According to comments in the code, it's not done in configure so as to allow for support for fat binaries (which have multiple architectures in the same object file). I vaguely remember Dan Steffen — or maybe Jim Ingham, as it was a long time ago — having a hand in the hacking of this, because at the time I used a totally different architecture.

andreas_kupries added on 2013-01-17 07:49:38:
Reopening the bug now ...
AS OSX build box is snow leopard, with options set for leopard as min compat version. The older 8.4 build is done on tiger.

dkf added on 2013-01-17 07:38:57:
Just checked the placement of variables on the stack; getting the wrong type for Tcl_StatBuf would indeed cause the crash, as the OS would write as if it was a 'struct stat64' whereas Tcl was compiled as if it was a 'struct stat'. (The other variable just happens to be placed a little bit after on the stack, within stomping range.)

While this is annoying, it's at least clear what the problem *is* now!

dkf added on 2013-01-17 07:30:34:
As far as I can tell, the problem is that there's a mismatch in between the use of 'struct stat' somehow in the code and the fact that we're using stat64() and lstat64() on OSX Leopard. This is in turn overwriting part of the stack it shouldn't (again: hypothesis) which is causing a pointer to a legit Tcl_Obj (in the encoding system initialization) to get turned into a NULL; for obvious reasons, applying a Tcl_GetString() to NULL (this is inside the path concatenation code as it happens) causes a crash.

I emphasize that this is just supposition based on examining the backtrace at the point where the crash happens, together with the observation that I've only just recently started getting compile time warnings about the wrong type being used with stat64 and lstat64. The rest is a guess, but could so easily happen! (If this is true, it would explain why other developers aren't seeing the problem: they're not getting the type mismatch in the first place.)
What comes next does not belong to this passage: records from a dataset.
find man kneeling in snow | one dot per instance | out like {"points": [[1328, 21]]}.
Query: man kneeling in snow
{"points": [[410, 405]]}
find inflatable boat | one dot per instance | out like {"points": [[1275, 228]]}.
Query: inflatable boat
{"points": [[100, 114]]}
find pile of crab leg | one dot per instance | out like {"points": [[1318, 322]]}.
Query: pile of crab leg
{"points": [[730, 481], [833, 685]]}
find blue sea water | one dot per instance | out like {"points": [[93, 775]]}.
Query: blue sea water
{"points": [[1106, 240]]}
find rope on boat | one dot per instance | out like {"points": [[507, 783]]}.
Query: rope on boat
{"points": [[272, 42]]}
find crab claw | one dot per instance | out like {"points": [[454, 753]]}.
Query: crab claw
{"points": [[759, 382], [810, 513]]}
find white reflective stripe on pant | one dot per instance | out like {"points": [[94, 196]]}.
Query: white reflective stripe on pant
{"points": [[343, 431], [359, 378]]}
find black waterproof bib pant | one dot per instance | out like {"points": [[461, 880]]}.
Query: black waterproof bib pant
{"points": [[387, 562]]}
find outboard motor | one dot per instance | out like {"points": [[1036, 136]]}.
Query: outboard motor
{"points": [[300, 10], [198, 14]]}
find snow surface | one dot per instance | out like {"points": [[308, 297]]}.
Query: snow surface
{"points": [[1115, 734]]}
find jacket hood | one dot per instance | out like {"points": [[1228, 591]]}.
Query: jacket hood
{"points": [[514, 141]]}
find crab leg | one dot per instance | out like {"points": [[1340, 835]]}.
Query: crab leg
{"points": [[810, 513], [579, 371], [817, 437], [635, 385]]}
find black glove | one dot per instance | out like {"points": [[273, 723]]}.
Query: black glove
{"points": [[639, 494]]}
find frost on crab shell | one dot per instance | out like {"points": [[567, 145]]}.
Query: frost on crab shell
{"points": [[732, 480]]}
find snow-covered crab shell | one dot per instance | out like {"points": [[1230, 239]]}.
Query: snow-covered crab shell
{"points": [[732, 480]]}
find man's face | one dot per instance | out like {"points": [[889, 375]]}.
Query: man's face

dkf added on 2013-01-16 23:02:16:
Appears to break OSX Leopard. Still investigating…

nijtmans added on 2013-01-16 00:42:31:
Fixed in core-8-5-branch and trunk now.

Thanks! Andreas!

andreas_kupries added on 2013-01-16 00:16:51:
Ok. tclsh was built on all my platforms now. The only thing which tripped me is that the branch is apparently off Tcl 8.5, and I tried to build it for AT 8.6, so the overall build failed, with Tk complaining about wanting 8.6 and having only 8.5.

But the tclsh itself was build fine.
Confirmed its existence on all machines.
Works too, trying 'info patchlevel'.

andreas_kupries added on 2013-01-15 03:24:29:
I will set things up for another trial this night.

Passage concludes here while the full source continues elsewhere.